The plan outlines four major performance goals relating to the No Child Left Behind Act as well as several instructional support services goals. Another possible seven goals are under review by the board and central office staff.
"The aim of the strategic plan is the improvement of both student achievement and that of the school system," said Superintendent Steven Whatley. "Student learning is our ultimate goal."
The first goal is the same goal of the NCLB - to have all students performing at grade level in reading and mathematics by 2014.
Targeted subgroups are also outlined in the plan. The system will target students with disabilities in first through eighth grade and English language learners and black students as juniors in high school.
By 2009, system administrators want 89.5 percent of Newton County students in first through eighth grade showing proficiency in reading and 86.6 percent in mathematics.
They also want 96.4 percent of juniors meeting or exceeding state English and language arts standards and 81.5 percent meeting or exceeding mathematics standards on the Georgia High School Graduation Test by 2009.
Strategies for this achievement include developing comprehensive curriculum guides, consistent county-wide course syllabi and timelines for teaching of core content, as well as integrating technology, expanding remedial programs, providing students with samples of exemplary work, developing and administering pre-tests assessing students' abilities, implementing writing across the curriculum, involving students in authentic math experiences, providing on-going professional development, forming diverse school improvement leadership teams and monitoring implementation of these plans.
The second NCLB performance goal is to have all English language learners become proficient in reading and mathematics.
By 2009, the goal is for 81 percent of ELLs in first through eighth grade to meet or exceed standards in math and language arts. They system wants to see 60 percent of junior ELLs to pass end of course tests in language arts and mathematics.

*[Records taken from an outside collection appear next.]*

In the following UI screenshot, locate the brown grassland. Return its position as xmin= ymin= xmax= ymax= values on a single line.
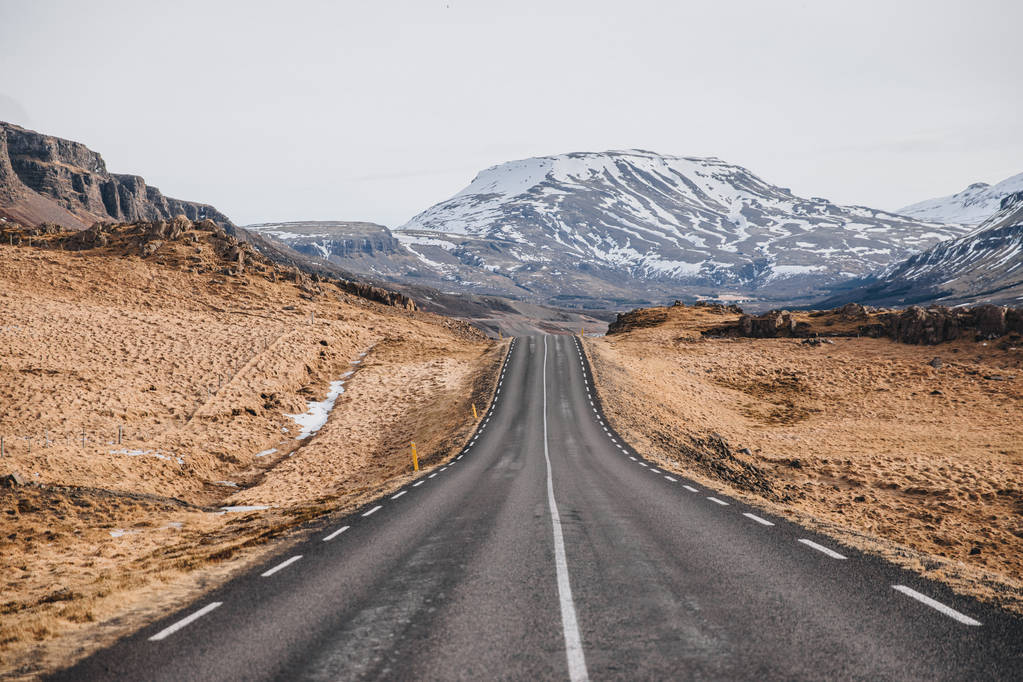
xmin=585 ymin=306 xmax=1023 ymax=611
xmin=0 ymin=229 xmax=503 ymax=678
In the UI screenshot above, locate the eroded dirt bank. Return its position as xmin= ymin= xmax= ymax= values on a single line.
xmin=585 ymin=306 xmax=1023 ymax=611
xmin=0 ymin=224 xmax=503 ymax=677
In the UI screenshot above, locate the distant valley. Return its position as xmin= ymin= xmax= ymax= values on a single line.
xmin=250 ymin=150 xmax=972 ymax=309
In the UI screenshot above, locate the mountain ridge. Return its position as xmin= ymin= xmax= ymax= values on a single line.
xmin=395 ymin=150 xmax=968 ymax=301
xmin=898 ymin=173 xmax=1023 ymax=225
xmin=820 ymin=191 xmax=1023 ymax=306
xmin=0 ymin=121 xmax=232 ymax=229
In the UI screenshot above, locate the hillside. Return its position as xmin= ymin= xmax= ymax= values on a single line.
xmin=898 ymin=173 xmax=1023 ymax=225
xmin=244 ymin=221 xmax=614 ymax=336
xmin=0 ymin=219 xmax=503 ymax=677
xmin=395 ymin=150 xmax=966 ymax=307
xmin=584 ymin=306 xmax=1023 ymax=611
xmin=820 ymin=192 xmax=1023 ymax=307
xmin=0 ymin=121 xmax=230 ymax=229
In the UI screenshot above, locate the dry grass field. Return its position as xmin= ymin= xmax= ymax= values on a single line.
xmin=585 ymin=306 xmax=1023 ymax=610
xmin=0 ymin=225 xmax=502 ymax=677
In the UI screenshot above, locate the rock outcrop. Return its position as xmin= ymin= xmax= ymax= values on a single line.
xmin=728 ymin=304 xmax=1023 ymax=346
xmin=0 ymin=215 xmax=418 ymax=312
xmin=0 ymin=122 xmax=231 ymax=229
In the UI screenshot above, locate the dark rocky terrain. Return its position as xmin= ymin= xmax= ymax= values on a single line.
xmin=662 ymin=303 xmax=1023 ymax=348
xmin=0 ymin=122 xmax=231 ymax=229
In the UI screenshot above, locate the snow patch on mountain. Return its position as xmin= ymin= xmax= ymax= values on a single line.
xmin=395 ymin=150 xmax=968 ymax=287
xmin=898 ymin=173 xmax=1023 ymax=225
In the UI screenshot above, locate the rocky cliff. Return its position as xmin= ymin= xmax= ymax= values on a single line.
xmin=0 ymin=122 xmax=231 ymax=229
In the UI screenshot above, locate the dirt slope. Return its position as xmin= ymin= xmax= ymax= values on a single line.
xmin=0 ymin=221 xmax=502 ymax=677
xmin=585 ymin=306 xmax=1023 ymax=610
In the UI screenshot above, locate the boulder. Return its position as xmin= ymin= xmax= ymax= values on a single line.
xmin=973 ymin=304 xmax=1006 ymax=338
xmin=0 ymin=471 xmax=25 ymax=488
xmin=832 ymin=303 xmax=866 ymax=320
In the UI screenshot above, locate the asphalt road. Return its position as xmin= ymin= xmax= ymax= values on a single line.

Strategies for these two achievements include the same actions as the first goal but add providing translators and in-home services for parents and students.
The third goal seeks to have all students taught by highly qualified teachers. System administrators hope promoting system-wide job fairs, expanding the online application process, monitoring new staff members, advising teachers of course work and testing needed to gain highly qualified status, recruiting with incentive packages including free laptops, providing financial support for exams, studying the possibility of reducing the kindergarten through third grade class size to 18 and providing on-going professional development will improve faculty skills and utilization of those skills.
The last NCLB performance goal aspires to provide students with learning environments that are safe, drug free and conductive to learning.
System administrators want the suspension rates relating to drug or weapons violations to decrease .05 percent for each of the next three years. They also want attendance rates to improve for all students, with absentee rates decreasing .3 percent over the next three years.
Actions to attain these goals include enriching schools with technology, continuing and enhancing character education and establishing a protocol to monitor attendance patterns on a constant basis.
Whatley said all the departments of the central office and service center should focus on the improvement of and support for student learning and achievement.
"This plan charts the actions, strategies or programs planned to help us reach our goals," he said.